Given the data set below:
a | b | c | d
1 | 3 | 7 | 11
1 | 5 | 7 | 11
1 | 3 | 8 | 11
1 | 5 | 8 | 11
1 | 6 | 8 | 11
Perform a reverse Cartesian product to get:
a | b | c | d
1 | 3,5 | 7,8 | 11
1 | 6 | 8 | 11
I am currently working with scala, and my input/output data type is currently:
ListBuffer[Array[Array[Int]]]
I have come up with a solution (seen below), but feel it could be optimized. I am open to optimizations of my approach, and completely new approaches. Solutions in scala and c# are preferred.
I am also curious if this could be done in MS SQL.
My current solution:
def main(args: Array[String]): Unit = {
// Input
val data = ListBuffer(Array(Array(1), Array(3), Array(7), Array(11)),
Array(Array(1), Array(5), Array(7), Array(11)),
Array(Array(1), Array(3), Array(8), Array(11)),
Array(Array(1), Array(5), Array(8), Array(11)),
Array(Array(1), Array(6), Array(8), Array(11)))

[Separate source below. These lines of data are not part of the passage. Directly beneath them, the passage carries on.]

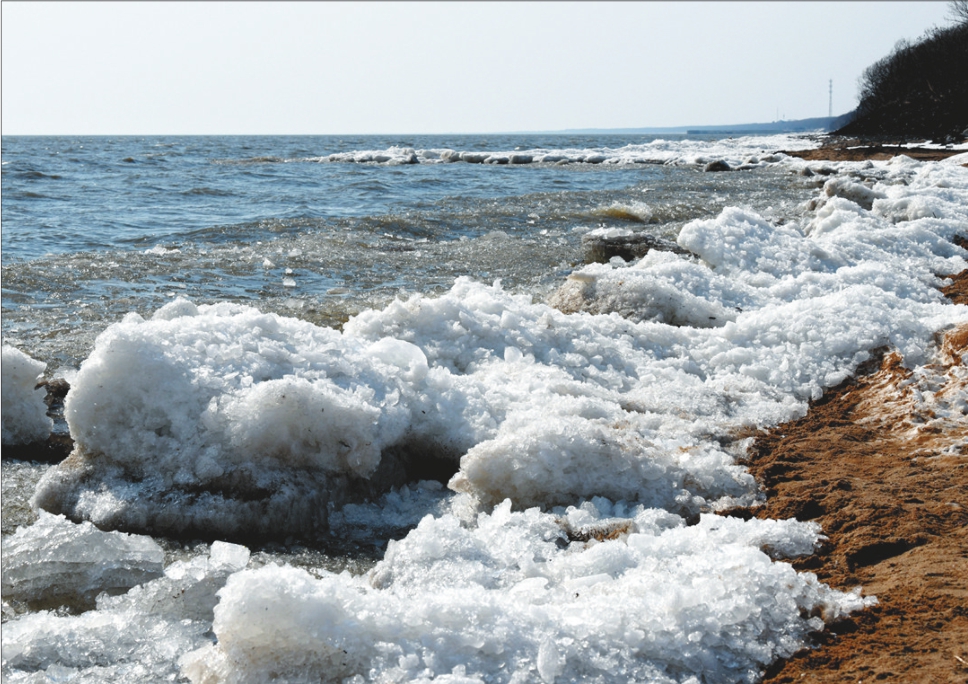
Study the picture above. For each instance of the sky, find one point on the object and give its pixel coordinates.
(170, 68)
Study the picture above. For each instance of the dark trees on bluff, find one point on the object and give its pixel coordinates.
(920, 89)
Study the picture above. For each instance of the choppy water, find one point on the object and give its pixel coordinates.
(96, 227)
(614, 436)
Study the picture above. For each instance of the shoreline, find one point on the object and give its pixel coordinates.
(835, 148)
(890, 489)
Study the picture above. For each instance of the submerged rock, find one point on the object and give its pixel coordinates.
(55, 562)
(600, 247)
(718, 165)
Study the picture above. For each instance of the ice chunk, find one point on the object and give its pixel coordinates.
(134, 637)
(24, 413)
(56, 562)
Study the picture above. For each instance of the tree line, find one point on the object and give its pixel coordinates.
(920, 89)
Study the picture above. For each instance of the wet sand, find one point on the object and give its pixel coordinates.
(852, 149)
(888, 482)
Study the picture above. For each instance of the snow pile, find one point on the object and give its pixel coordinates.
(507, 598)
(24, 413)
(221, 420)
(57, 562)
(136, 637)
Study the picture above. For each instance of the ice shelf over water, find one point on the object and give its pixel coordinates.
(222, 420)
(588, 442)
(56, 561)
(134, 637)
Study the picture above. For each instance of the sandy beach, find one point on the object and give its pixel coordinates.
(889, 486)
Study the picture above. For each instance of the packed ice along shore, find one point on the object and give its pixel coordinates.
(587, 439)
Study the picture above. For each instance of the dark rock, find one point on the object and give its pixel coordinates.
(600, 249)
(718, 165)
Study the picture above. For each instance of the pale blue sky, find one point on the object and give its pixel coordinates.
(342, 68)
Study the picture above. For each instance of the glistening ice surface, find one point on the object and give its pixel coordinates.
(588, 431)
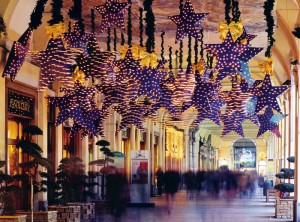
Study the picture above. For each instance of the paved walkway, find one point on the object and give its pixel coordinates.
(201, 208)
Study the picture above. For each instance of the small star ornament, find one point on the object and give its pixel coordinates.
(17, 55)
(267, 95)
(112, 13)
(266, 123)
(186, 22)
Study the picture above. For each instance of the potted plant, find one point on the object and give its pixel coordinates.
(9, 190)
(284, 203)
(33, 171)
(72, 189)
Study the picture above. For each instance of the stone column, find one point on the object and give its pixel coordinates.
(186, 165)
(85, 153)
(287, 128)
(295, 133)
(42, 123)
(160, 139)
(132, 137)
(3, 117)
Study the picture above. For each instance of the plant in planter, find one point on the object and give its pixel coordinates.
(72, 181)
(286, 173)
(35, 162)
(9, 190)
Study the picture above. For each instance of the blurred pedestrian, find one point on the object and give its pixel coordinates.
(159, 174)
(172, 180)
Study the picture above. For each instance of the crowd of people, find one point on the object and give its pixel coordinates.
(230, 183)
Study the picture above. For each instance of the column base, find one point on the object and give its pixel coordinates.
(296, 211)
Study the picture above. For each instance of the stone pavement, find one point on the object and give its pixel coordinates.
(201, 208)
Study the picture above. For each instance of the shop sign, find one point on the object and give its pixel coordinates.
(20, 105)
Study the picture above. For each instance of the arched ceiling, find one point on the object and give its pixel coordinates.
(17, 13)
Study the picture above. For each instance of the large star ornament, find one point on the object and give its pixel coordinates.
(186, 22)
(55, 63)
(77, 39)
(17, 55)
(112, 14)
(267, 95)
(266, 123)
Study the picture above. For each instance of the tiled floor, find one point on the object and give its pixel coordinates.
(201, 209)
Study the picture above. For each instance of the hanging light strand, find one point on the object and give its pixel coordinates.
(37, 14)
(129, 26)
(108, 39)
(201, 45)
(162, 46)
(56, 12)
(76, 13)
(150, 26)
(189, 59)
(115, 39)
(196, 51)
(122, 39)
(268, 7)
(236, 13)
(227, 11)
(141, 27)
(170, 58)
(93, 20)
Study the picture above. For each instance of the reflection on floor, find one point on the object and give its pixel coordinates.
(201, 208)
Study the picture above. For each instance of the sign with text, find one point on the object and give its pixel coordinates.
(20, 105)
(140, 176)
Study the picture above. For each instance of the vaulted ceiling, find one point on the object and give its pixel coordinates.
(286, 49)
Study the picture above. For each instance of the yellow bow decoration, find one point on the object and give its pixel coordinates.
(56, 30)
(149, 59)
(79, 76)
(200, 67)
(244, 41)
(123, 51)
(266, 66)
(137, 51)
(236, 30)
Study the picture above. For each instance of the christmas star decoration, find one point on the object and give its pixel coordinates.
(204, 93)
(167, 90)
(276, 118)
(229, 54)
(267, 95)
(213, 115)
(184, 88)
(266, 123)
(115, 94)
(55, 62)
(186, 22)
(112, 13)
(133, 116)
(95, 63)
(128, 68)
(17, 55)
(236, 99)
(245, 73)
(77, 39)
(76, 103)
(150, 83)
(232, 123)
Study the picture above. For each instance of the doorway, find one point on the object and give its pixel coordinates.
(244, 155)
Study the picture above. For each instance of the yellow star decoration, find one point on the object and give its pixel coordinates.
(200, 67)
(123, 51)
(235, 28)
(266, 66)
(135, 49)
(149, 59)
(79, 76)
(56, 30)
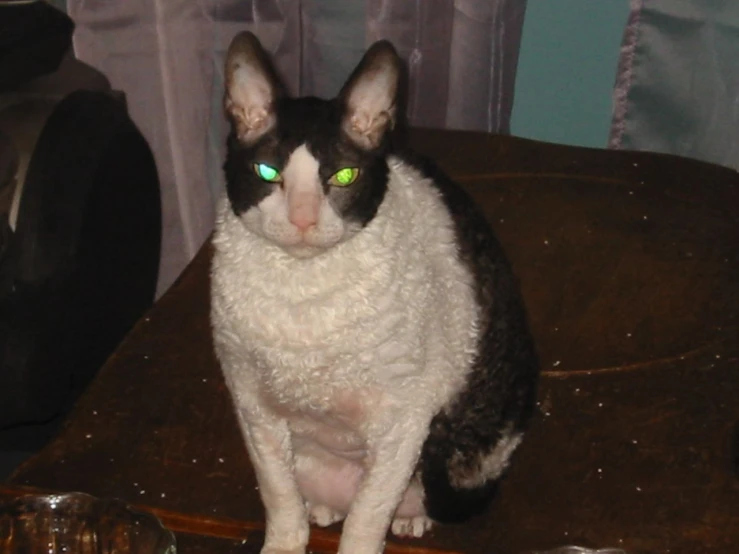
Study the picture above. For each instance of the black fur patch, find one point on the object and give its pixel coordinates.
(501, 390)
(317, 124)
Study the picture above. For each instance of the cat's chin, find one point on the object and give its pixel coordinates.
(304, 251)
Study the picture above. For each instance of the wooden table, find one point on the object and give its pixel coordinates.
(629, 264)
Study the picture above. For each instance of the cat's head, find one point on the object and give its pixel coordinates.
(305, 173)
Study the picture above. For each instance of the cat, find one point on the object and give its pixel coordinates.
(367, 322)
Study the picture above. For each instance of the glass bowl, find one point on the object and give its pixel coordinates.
(78, 523)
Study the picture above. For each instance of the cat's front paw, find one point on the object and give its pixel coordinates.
(323, 516)
(411, 526)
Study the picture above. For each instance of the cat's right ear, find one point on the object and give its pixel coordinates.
(252, 87)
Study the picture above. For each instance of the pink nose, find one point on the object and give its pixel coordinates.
(303, 216)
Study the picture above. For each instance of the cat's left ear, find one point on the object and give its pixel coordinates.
(252, 88)
(369, 96)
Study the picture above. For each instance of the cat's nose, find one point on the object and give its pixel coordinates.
(303, 210)
(304, 217)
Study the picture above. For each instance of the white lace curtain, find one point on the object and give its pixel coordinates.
(166, 55)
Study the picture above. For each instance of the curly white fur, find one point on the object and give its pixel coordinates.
(337, 362)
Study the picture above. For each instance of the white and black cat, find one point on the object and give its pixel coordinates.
(367, 322)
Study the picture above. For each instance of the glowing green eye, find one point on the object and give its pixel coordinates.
(267, 173)
(344, 177)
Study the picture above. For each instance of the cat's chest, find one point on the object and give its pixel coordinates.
(337, 423)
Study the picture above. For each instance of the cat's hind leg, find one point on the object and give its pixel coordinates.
(460, 482)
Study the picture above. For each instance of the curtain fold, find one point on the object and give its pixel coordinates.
(167, 56)
(677, 89)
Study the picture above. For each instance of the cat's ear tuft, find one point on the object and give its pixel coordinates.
(370, 94)
(252, 87)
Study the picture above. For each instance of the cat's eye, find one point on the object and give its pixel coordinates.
(344, 177)
(267, 173)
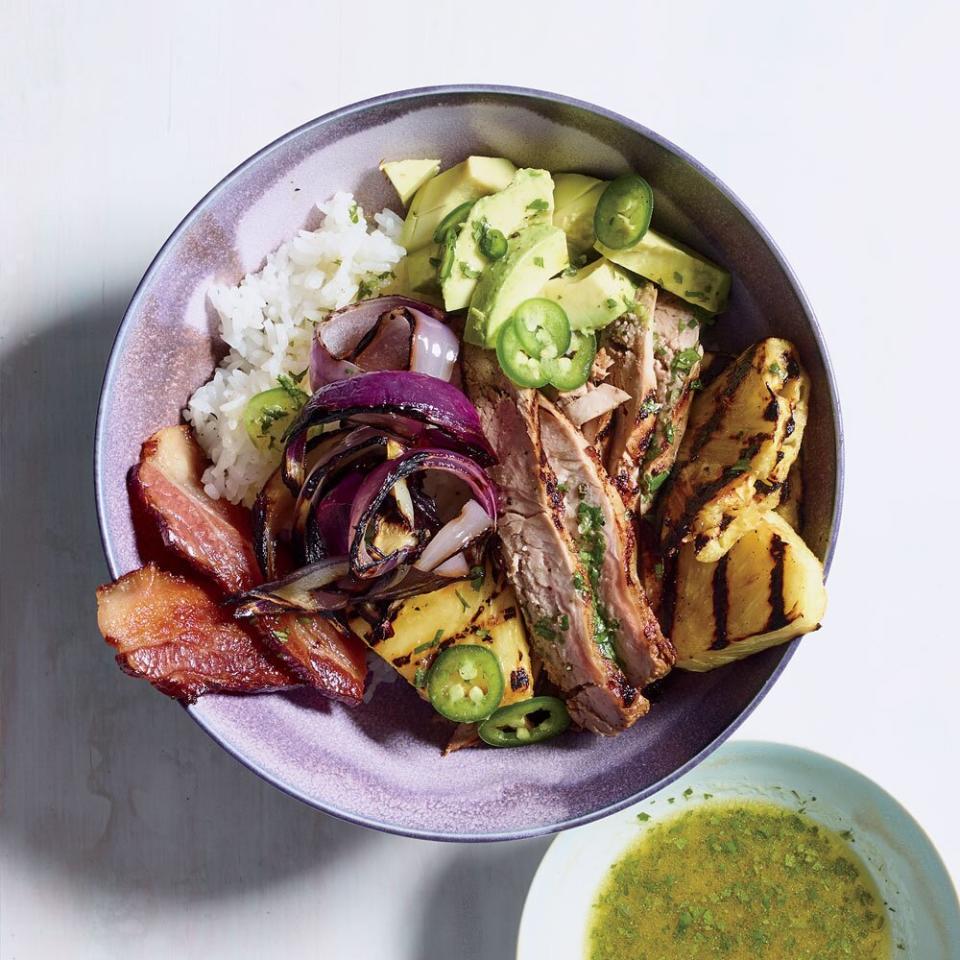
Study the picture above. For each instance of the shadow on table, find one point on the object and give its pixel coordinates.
(103, 778)
(473, 907)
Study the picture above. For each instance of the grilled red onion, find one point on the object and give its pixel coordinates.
(450, 540)
(388, 333)
(378, 485)
(414, 406)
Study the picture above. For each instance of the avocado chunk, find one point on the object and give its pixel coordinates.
(533, 256)
(594, 296)
(422, 269)
(527, 199)
(474, 178)
(676, 268)
(575, 199)
(408, 176)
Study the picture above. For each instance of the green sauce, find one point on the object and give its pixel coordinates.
(736, 880)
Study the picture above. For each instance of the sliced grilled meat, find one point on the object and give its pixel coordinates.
(596, 521)
(173, 633)
(214, 537)
(663, 359)
(629, 342)
(541, 557)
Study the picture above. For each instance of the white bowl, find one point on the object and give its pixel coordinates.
(904, 864)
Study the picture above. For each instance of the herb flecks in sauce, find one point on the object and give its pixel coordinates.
(739, 880)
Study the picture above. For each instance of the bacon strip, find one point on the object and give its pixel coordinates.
(169, 631)
(214, 537)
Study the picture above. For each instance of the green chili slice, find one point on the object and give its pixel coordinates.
(623, 212)
(573, 369)
(526, 722)
(522, 367)
(465, 683)
(451, 221)
(493, 244)
(542, 327)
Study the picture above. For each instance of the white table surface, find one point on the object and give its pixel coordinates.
(125, 831)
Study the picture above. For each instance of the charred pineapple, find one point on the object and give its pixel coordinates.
(483, 611)
(767, 589)
(743, 437)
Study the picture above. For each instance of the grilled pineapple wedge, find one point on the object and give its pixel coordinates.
(414, 631)
(743, 437)
(767, 589)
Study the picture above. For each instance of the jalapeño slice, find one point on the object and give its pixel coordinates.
(572, 370)
(623, 212)
(542, 327)
(465, 683)
(526, 722)
(523, 368)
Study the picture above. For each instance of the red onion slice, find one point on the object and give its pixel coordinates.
(451, 539)
(387, 333)
(377, 486)
(406, 402)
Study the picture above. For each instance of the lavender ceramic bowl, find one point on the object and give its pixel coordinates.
(380, 765)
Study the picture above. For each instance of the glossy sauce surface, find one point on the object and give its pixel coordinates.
(739, 880)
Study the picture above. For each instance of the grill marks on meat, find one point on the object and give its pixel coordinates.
(214, 538)
(643, 652)
(542, 558)
(653, 350)
(174, 634)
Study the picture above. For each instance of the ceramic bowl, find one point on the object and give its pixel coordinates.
(380, 765)
(909, 873)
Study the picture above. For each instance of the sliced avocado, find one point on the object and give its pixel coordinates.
(676, 268)
(533, 256)
(422, 269)
(474, 178)
(527, 199)
(594, 296)
(575, 199)
(568, 186)
(408, 176)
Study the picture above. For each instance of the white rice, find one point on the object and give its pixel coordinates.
(267, 321)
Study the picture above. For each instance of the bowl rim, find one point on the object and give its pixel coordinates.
(769, 753)
(507, 93)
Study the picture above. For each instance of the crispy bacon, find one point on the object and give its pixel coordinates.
(171, 632)
(214, 537)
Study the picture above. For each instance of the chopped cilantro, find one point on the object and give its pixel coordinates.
(685, 360)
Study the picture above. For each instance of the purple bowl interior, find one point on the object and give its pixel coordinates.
(380, 764)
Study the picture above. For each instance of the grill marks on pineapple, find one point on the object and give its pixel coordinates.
(721, 604)
(778, 616)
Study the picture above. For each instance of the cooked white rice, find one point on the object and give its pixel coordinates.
(267, 321)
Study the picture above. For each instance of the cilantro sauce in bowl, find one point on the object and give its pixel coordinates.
(762, 851)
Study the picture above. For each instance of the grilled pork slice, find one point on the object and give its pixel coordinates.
(596, 521)
(744, 436)
(171, 632)
(629, 343)
(542, 559)
(214, 537)
(657, 348)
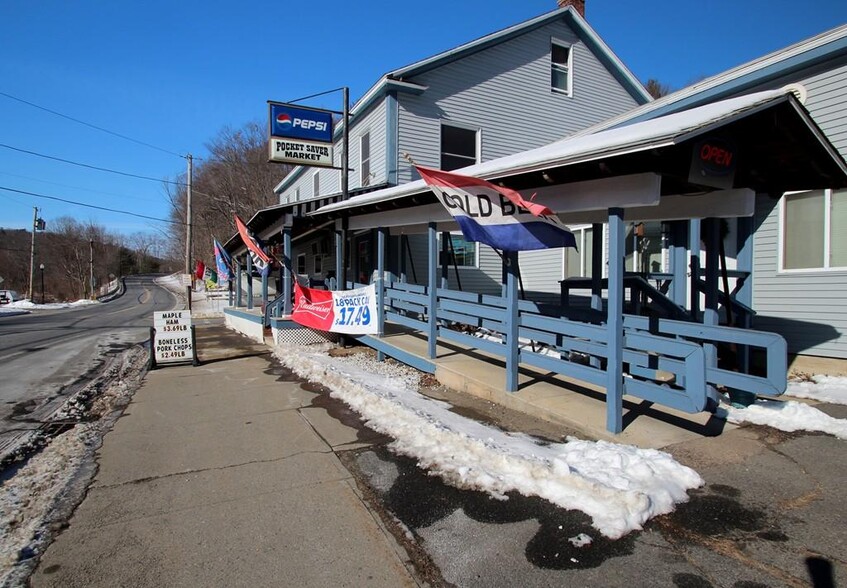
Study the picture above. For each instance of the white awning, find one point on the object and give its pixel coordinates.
(660, 132)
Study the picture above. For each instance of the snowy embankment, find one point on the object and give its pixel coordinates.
(619, 486)
(791, 415)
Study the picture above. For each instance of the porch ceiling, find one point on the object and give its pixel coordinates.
(778, 147)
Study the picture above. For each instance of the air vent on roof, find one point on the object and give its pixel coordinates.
(799, 91)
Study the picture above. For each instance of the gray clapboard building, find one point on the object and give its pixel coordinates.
(513, 90)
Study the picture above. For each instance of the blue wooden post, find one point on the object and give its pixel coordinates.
(403, 240)
(596, 266)
(614, 322)
(694, 247)
(249, 282)
(286, 272)
(432, 284)
(339, 256)
(712, 230)
(238, 298)
(445, 256)
(380, 284)
(744, 263)
(679, 259)
(512, 318)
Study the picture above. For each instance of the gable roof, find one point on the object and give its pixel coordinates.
(773, 66)
(652, 136)
(397, 79)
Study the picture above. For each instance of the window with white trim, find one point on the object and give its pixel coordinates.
(464, 253)
(578, 262)
(365, 159)
(459, 147)
(560, 67)
(813, 230)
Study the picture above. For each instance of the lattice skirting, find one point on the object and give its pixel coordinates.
(302, 336)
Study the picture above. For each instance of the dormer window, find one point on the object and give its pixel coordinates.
(560, 67)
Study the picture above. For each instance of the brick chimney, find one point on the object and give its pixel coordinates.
(578, 5)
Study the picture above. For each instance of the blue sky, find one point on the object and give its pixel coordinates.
(172, 74)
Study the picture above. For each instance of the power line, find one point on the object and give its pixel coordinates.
(76, 120)
(105, 169)
(164, 220)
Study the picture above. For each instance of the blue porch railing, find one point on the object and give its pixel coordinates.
(664, 359)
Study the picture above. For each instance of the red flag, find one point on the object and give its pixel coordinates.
(260, 258)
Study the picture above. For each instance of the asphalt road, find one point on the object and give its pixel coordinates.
(47, 355)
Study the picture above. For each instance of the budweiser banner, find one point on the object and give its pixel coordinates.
(346, 311)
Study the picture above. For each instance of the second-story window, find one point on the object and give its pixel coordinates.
(365, 159)
(560, 64)
(458, 147)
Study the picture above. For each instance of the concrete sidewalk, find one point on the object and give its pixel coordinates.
(224, 475)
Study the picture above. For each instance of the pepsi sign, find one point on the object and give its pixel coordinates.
(294, 122)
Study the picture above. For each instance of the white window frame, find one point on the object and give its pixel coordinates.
(466, 127)
(827, 236)
(568, 68)
(365, 163)
(476, 251)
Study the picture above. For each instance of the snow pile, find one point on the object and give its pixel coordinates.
(30, 305)
(786, 416)
(619, 486)
(28, 499)
(822, 388)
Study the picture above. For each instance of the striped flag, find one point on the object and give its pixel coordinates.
(222, 261)
(260, 259)
(497, 216)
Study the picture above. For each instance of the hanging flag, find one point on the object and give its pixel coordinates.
(222, 261)
(339, 311)
(496, 216)
(260, 259)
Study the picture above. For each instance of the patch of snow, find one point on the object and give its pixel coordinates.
(619, 486)
(786, 416)
(580, 540)
(823, 388)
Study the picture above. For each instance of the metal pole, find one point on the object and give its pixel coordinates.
(32, 252)
(345, 186)
(189, 245)
(91, 266)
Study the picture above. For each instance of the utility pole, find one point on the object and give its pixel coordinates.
(188, 235)
(91, 266)
(32, 252)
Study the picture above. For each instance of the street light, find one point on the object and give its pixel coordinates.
(41, 267)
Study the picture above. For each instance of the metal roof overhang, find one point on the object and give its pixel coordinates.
(778, 145)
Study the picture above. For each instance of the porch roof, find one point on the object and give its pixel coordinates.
(779, 148)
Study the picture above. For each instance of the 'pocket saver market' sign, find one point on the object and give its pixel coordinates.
(346, 311)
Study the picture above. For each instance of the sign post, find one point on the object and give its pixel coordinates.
(172, 338)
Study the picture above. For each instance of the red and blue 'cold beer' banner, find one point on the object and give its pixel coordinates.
(497, 216)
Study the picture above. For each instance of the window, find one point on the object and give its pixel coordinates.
(579, 259)
(365, 159)
(813, 235)
(560, 67)
(458, 147)
(463, 252)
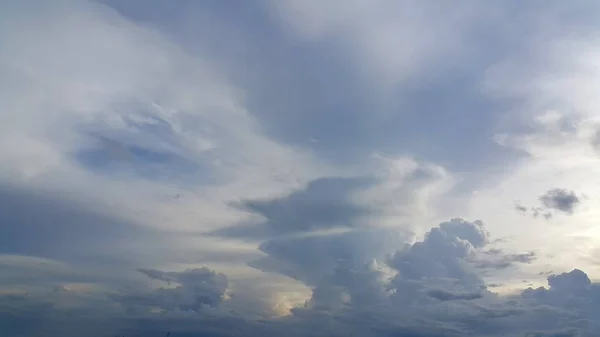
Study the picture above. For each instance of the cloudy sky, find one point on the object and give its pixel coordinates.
(394, 168)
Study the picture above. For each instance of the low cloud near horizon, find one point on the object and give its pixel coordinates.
(299, 168)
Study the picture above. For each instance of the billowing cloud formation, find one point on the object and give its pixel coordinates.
(323, 204)
(194, 289)
(289, 168)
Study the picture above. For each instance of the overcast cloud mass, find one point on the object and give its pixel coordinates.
(299, 168)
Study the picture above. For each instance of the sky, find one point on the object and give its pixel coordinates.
(379, 168)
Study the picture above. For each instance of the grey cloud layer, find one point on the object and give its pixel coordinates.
(243, 122)
(349, 294)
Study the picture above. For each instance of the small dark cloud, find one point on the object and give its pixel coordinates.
(195, 289)
(445, 295)
(503, 261)
(560, 199)
(520, 208)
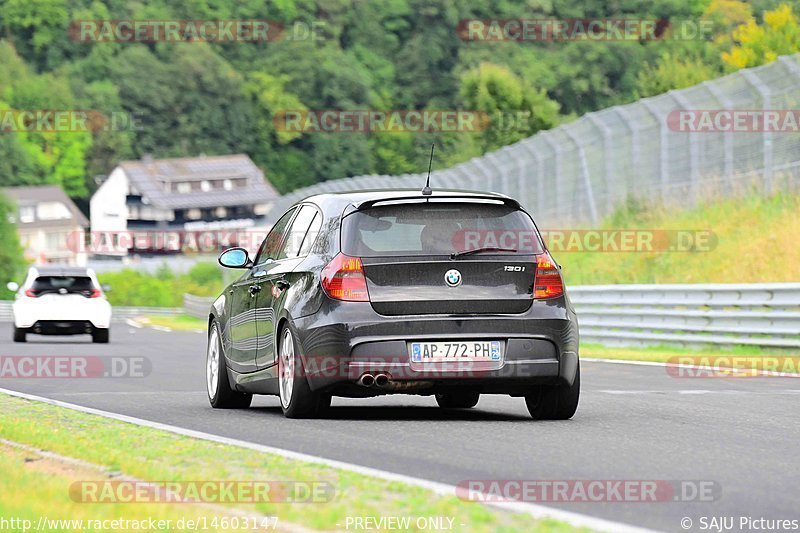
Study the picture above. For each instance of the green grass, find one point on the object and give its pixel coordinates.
(155, 455)
(755, 242)
(175, 323)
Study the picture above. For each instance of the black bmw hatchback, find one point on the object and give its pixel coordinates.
(451, 294)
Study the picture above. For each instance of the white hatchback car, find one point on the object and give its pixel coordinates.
(60, 301)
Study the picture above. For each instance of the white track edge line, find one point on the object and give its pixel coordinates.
(533, 510)
(765, 373)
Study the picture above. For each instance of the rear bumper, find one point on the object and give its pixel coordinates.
(539, 346)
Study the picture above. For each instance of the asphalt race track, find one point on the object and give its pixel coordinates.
(634, 423)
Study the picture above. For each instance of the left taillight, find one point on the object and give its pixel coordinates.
(547, 283)
(343, 279)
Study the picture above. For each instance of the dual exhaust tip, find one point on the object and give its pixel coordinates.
(379, 380)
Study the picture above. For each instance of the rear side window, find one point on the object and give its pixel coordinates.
(438, 228)
(56, 284)
(297, 233)
(270, 246)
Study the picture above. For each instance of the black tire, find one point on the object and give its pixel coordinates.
(458, 400)
(555, 402)
(100, 336)
(301, 401)
(220, 393)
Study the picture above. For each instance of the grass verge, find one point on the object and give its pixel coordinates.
(156, 455)
(175, 323)
(725, 357)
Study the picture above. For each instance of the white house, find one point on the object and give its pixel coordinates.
(51, 227)
(181, 194)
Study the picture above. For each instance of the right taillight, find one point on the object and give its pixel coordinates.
(343, 279)
(547, 283)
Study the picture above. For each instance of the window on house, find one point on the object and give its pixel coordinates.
(27, 214)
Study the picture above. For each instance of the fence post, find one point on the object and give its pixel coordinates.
(559, 174)
(623, 114)
(663, 156)
(727, 136)
(766, 103)
(587, 180)
(539, 176)
(694, 156)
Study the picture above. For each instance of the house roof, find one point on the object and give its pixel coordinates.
(32, 195)
(150, 176)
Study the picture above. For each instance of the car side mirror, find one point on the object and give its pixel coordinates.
(235, 258)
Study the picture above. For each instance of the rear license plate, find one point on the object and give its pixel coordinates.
(447, 351)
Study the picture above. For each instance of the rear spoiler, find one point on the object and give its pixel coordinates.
(366, 204)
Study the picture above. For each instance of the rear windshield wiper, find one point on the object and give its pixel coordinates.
(481, 250)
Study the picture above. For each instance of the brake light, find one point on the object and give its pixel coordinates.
(547, 283)
(343, 279)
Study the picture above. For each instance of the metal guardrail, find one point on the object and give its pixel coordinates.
(761, 314)
(581, 171)
(197, 306)
(758, 314)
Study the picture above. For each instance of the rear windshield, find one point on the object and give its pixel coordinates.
(438, 229)
(72, 284)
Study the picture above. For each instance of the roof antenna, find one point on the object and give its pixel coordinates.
(427, 191)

reverseCartesianProduct(data)
}
def reverseCartesianProduct(input: ListBuffer[Array[Array[Int]]]): ListBuffer[Array[Array[Int]]] = {
val startIndex = input(0).size - 1
var results:ListBuffer[Array[Array[Int]]] = input
for (i <- startIndex to 0 by -1) {
results = groupForward(results, i, startIndex)
}
results
}
def groupForward(input: ListBuffer[Array[Array[Int]]], groupingIndex: Int, startIndex: Int): ListBuffer[Array[Array[Int]]] = {
if (startIndex < 0) {
val reduced = input.reduce((a, b) => {
mergeRows(a, b)
})
return ListBuffer(reduced)
}
val grouped = if (startIndex == groupingIndex) {
Map(0 -> input)
}
else {
groupOnIndex(input, startIndex)
}
val results = grouped.flatMap{
case (index, values: ListBuffer[Array[Array[Int]]]) =>
groupForward(values, groupingIndex, startIndex - 1)
}
results.to[ListBuffer]
}
def groupOnIndex(list: ListBuffer[Array[Array[Int]]], index: Int): Map[Int, ListBuffer[Array[Array[Int]]]] = {
var results = Map[Int, ListBuffer[Array[Array[Int]]]]()
list.foreach(a => {
val key = a(index).toList.hashCode()
if (!results.contains(key)) {
results += (key -> ListBuffer[Array[Array[Int]]]())
}
results(key) += a
})
results
}
def mergeRows(a: Array[Array[Int]], b: Array[Array[Int]]): Array[Array[Int]] = {
val zipped = a.zip(b)
val merged = zipped.map{ case (array1: Array[Int], array2: Array[Int]) =>
val m = array1 ++ array2
quickSort(m)
m.distinct
.array
}
merged
}
The way this works is:
- Loop over columns, from right to left (the groupingIndex specifies which column to run on. This column is the only one which does not have to have values equal to each other in order to merge the rows.)
- Recursively group the data on all other columns (not groupingIndex).
- After grouping all columns, it is assumed that the data in each group have equivalent values in every column except for the grouping column.
- Merge the rows with the matching columns. Take the distinct values for each column and sort each one.
I apologize if some of this does not make sense, my brain is not functioning today.